Dumbledore smiled grimly. “Severus. When?”
Snape rolled his eyes in patent disgust.
Harry’s green eyes twinkled mischievously. “Now.”
To be continued...
Never Say Never (in case, for some reason, you forgot what you were reading)
Part 3/5
Never Give Up
“When this is over, your life is worthless, do you hear me, Harry?” Hermione hissed, preparing the dueling corridor for a match between two of the world’s most powerful wizards. One who was in love with one woman and one who wasn’t but wanted to marry her anyway.
Snape looked just as furious, talking in agitated whispers—and a bit of arm-waving—to Dumbledore who seemed not to pay attention.
McGonagall looked shocked and awed that two men were going to duel over her. She reckoned that if it hadn’t happened in the first fifty years of her life, why should it be an issue afterwards?

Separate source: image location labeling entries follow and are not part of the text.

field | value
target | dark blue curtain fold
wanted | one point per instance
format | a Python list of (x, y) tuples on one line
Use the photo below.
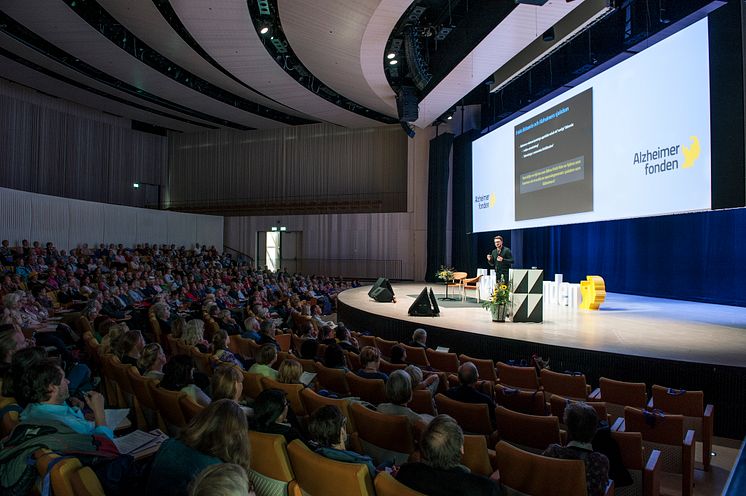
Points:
[(437, 204)]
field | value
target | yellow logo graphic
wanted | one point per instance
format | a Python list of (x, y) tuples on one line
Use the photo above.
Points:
[(691, 153)]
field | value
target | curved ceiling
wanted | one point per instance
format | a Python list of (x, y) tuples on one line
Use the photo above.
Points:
[(236, 82)]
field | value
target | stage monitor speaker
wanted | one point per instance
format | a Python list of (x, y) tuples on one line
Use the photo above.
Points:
[(421, 306), (382, 295), (434, 301)]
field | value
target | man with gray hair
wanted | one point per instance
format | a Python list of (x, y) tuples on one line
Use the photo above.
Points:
[(440, 473)]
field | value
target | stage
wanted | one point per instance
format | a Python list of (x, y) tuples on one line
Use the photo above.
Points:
[(669, 342)]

“Yes, Hermione, I hear you. Could you help out Ro? I can’t figure out the counterspell.”
The cat was skulking beneath the dueling corridor, curled near Harry’s legs, but came out warily when she saw Hermione’s friendly hand. Hermione pet her gently, but noticed the pink residue left on her hand afterwards.
“Sorry, Harry, but someone used dye.”
Furious, he yelled down the corridor to Dumbledore’s side. “You dyed my cat pink?”
Dumbledore smiled innocently. “Had to bleach her first.”
“I’ll show you pink, you—” Hermione had to grab him before he did something illegal before the duel. Funny how he showed more anger regarding his cat than the woman he was wooing.
“I can charm her fur back to its normal tortoise-shell, but it’ll take weeks for the dye to come out,” Hermione said soothingly. “The things I do in the name of friendship...”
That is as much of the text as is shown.